Reductions in scholarship, off-campus recruiting will have significant impact on Syracuse moving forward
Friday afternoon the NCAA revealed its findings in an investigation of the Syracuse athletic department, with both the men’s basketball and football programs being punished. Jim Boeheim’s program took the most significant hit. In addition to being placed on probation for five seasons they’re also losing 12 scholarships over a four-year period amongst other penalties.
The recruiting angle is what could be most damaging for Syracuse, as they’ll also have to navigate restrictions with regards to who will be allowed to recruit off campus. The school recommended in its findings that one off-campus recruiter be eliminated for a six-month period during the 2015-16 season; the NCAA ultimately ruled that two coaches will be banned from leaving campus to recruit for the next two years beginning June 1.
However this ruling may not have as big of an impact as it would appear to at first glance. Why? Because in addition to serving as an assistant to Duke Mike Krzyzewski on the USA Basketball coaching staff, Boeheim has also served as chairman of the US Junior National Team Committee since 2005. That means he observes many of the nation’s top prep talent at youth national team tryouts and can interact with them as well.
Will that change due to the NCAA ruling? That’s a question that has yet to be answered, but if Boeheim remains in that role that is one way in which to ensure that elite prospects are still interacting with Syracuse in spite of the recruiting restrictions.

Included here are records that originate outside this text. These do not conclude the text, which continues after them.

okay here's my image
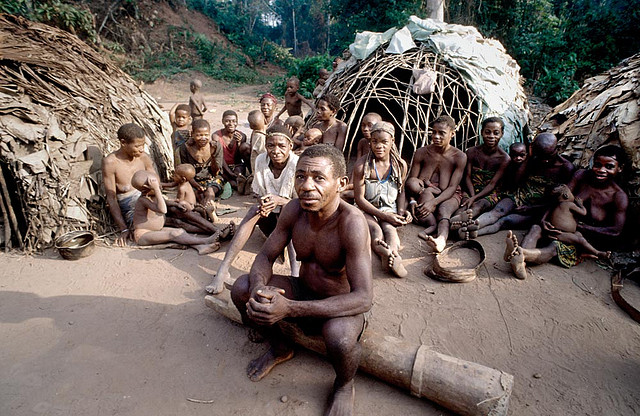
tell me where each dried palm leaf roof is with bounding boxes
[0,14,173,251]
[540,53,640,200]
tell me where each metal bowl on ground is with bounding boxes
[424,239,486,283]
[55,230,96,260]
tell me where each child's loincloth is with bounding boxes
[553,240,582,268]
[117,189,141,226]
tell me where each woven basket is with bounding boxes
[425,240,486,283]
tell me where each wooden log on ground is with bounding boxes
[205,292,513,416]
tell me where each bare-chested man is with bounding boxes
[313,93,347,151]
[403,115,467,252]
[102,123,156,246]
[504,145,627,279]
[231,144,372,416]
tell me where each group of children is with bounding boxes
[104,73,628,282]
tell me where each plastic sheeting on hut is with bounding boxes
[0,14,174,251]
[540,53,640,203]
[321,16,529,159]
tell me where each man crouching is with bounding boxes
[231,144,373,416]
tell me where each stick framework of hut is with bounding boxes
[0,14,174,252]
[317,16,530,163]
[328,43,481,159]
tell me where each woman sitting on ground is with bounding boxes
[352,121,411,278]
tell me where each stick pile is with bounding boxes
[0,14,173,251]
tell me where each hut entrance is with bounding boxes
[331,43,481,164]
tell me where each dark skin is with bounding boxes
[102,136,155,246]
[231,155,372,416]
[477,134,574,235]
[275,79,315,118]
[403,121,467,252]
[313,100,347,151]
[353,130,410,278]
[215,114,248,188]
[505,153,627,279]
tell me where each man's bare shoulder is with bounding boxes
[338,200,367,227]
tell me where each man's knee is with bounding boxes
[322,316,363,353]
[230,274,250,308]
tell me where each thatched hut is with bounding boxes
[0,14,173,251]
[321,16,530,160]
[540,53,640,204]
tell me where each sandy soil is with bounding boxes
[2,74,640,416]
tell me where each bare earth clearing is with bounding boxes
[1,74,639,416]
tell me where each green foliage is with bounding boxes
[448,0,640,104]
[274,54,333,98]
[1,0,98,43]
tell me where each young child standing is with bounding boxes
[169,103,192,150]
[248,109,267,173]
[313,68,330,98]
[189,79,208,120]
[102,123,156,246]
[275,76,315,119]
[130,170,221,254]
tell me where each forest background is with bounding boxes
[1,0,640,105]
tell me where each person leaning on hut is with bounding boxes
[102,123,155,246]
[504,144,628,280]
[206,124,300,295]
[231,144,372,416]
[353,121,411,278]
[403,115,467,252]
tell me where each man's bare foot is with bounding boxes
[194,241,221,255]
[205,200,218,223]
[247,347,294,382]
[503,230,519,262]
[237,174,247,195]
[510,246,527,279]
[425,235,446,253]
[325,380,355,416]
[204,270,231,294]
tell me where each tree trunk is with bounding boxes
[426,0,444,21]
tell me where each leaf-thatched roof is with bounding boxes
[0,14,173,251]
[540,53,640,201]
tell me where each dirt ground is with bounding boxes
[2,74,640,416]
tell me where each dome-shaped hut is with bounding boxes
[0,14,173,251]
[320,16,530,161]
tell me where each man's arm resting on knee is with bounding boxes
[248,201,298,296]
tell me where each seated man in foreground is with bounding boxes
[231,144,373,416]
[404,115,467,252]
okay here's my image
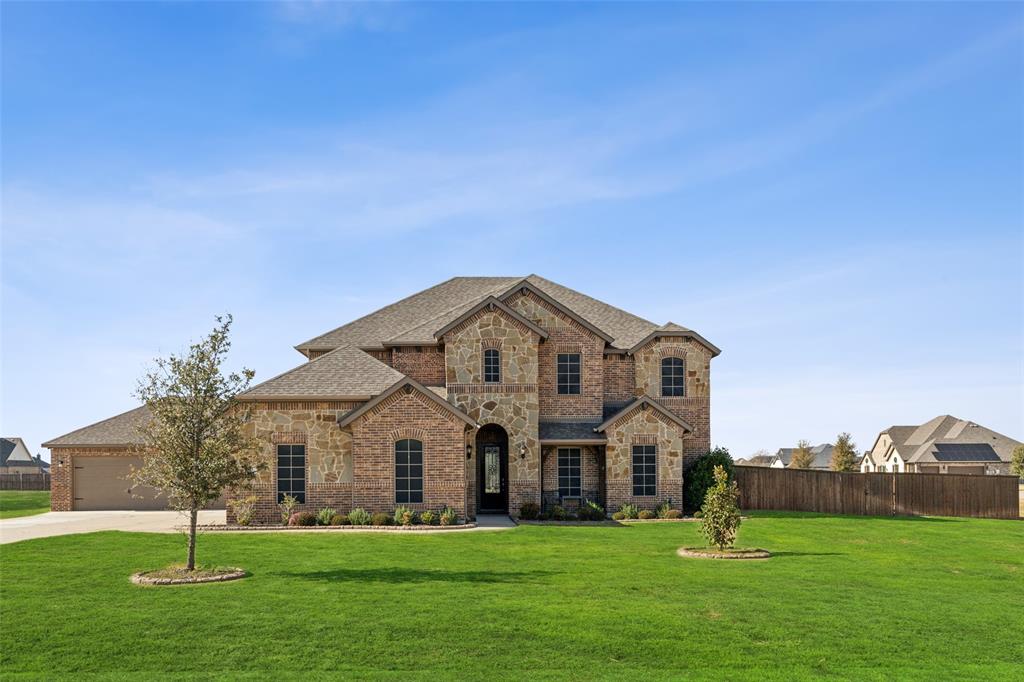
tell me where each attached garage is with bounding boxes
[72,455,167,511]
[44,406,224,512]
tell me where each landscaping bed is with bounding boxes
[677,547,771,559]
[131,566,247,585]
[199,522,477,532]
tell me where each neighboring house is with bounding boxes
[770,444,835,470]
[45,275,719,520]
[1,438,49,474]
[740,454,775,467]
[860,415,1021,475]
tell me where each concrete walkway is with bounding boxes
[474,514,517,529]
[0,510,226,545]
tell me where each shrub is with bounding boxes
[638,509,656,520]
[228,495,258,526]
[536,511,550,521]
[684,447,734,513]
[419,510,437,525]
[278,493,300,525]
[393,505,417,526]
[582,499,605,521]
[550,505,566,521]
[439,507,458,526]
[289,511,316,527]
[663,509,683,519]
[348,508,371,526]
[329,513,348,526]
[518,502,540,520]
[316,508,337,526]
[693,510,703,519]
[611,511,626,521]
[655,501,672,519]
[370,512,392,526]
[618,503,640,520]
[701,465,741,550]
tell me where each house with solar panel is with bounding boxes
[859,415,1021,475]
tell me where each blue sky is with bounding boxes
[3,1,1022,461]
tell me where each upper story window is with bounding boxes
[483,348,500,383]
[277,444,306,503]
[661,357,685,397]
[557,447,582,498]
[395,439,424,504]
[632,444,657,496]
[557,353,581,395]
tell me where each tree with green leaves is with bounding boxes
[831,432,859,472]
[684,446,734,512]
[1011,444,1024,478]
[700,465,741,551]
[130,315,266,571]
[789,439,815,469]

With Rakeem Christmas moving on and four players having signed a National Letter of Intent, Syracuse will be at 13 scholarships next season which is the maximum allowed per NCAA rules. With forwards Moustapha Diagne and Tyler Lydon and guards Frank Howard and Malachi Richardson all signed, the school will not have to begin the process of cutting scholarships until the 2016-17 academic year.
While that avoids a potentially messy situation from occurring this offseason, Syracuse still has some significant moves to make. Here’s a breakdown of their scholarship players, by class, in the 2015-16 season. And you’ll notice that the majority of them will have eligibility remaining beyond next season.
Seniors: Trevor Cooney, Michael Gbinije
Juniors: DaJuan Coleman (redshirted this season), B.J. Johnson, Chinoso Okoboh, Ron Patterson, Tyler Roberson
Sophomores: Kaleb Joseph, Chris McCullough
Freshmen: Moustapha Diagne, Frank Howard, Tyler Lydon, Malachi Richardson
Syracuse is also still in contention for the services of five-star big man Thomas Bryant, so there could be some shuffling of the roster to come in the offseason should there be a need to make room for him. With Christmas out of eligibility and Coleman having struggled with knee issues for much of his college career, landing Bryant would be an important recruiting win for Syracuse if they can make it happen.
Looking beyond next season, with four-star forward Matthew Moyer having verbally committed to Syracuse in the 2016 class Syracuse (at this time) has 12 scholarships accounted for in the 2016-17 season (Cooney and Gbinije moving on). With the scholarship penalties being what they are, that is the first season in which the Orange would be limited to ten available scholarships.
The combination of a reduction in scholarships and less time to recruit off-campus means that Syracuse will need to be even more selective in recruiting. Casting a wide net would not be feasible given the resulting lack of resources. Another question that could impact the future of the program: how does all of this impact assistant coach (and head coach-in-waiting) Mike Hopkins?
He’s had multiple opportunities to accept head coaching jobs in the past, most notably discussing the USC vacancy in 2013 before ultimately deciding to remain at his alma mater. With Boeheim moving further away from the 1,000-win mark due to the vacating of games, how will Friday’s developments impact when Hopkins takes over? There’s only one person who has the answer to that question, and it’s Jim Boeheim.
The biggest concern at this time is accounting for the scholarship and evaluation sanctions, as they’ll impact the strength of the Syracuse program for years to come.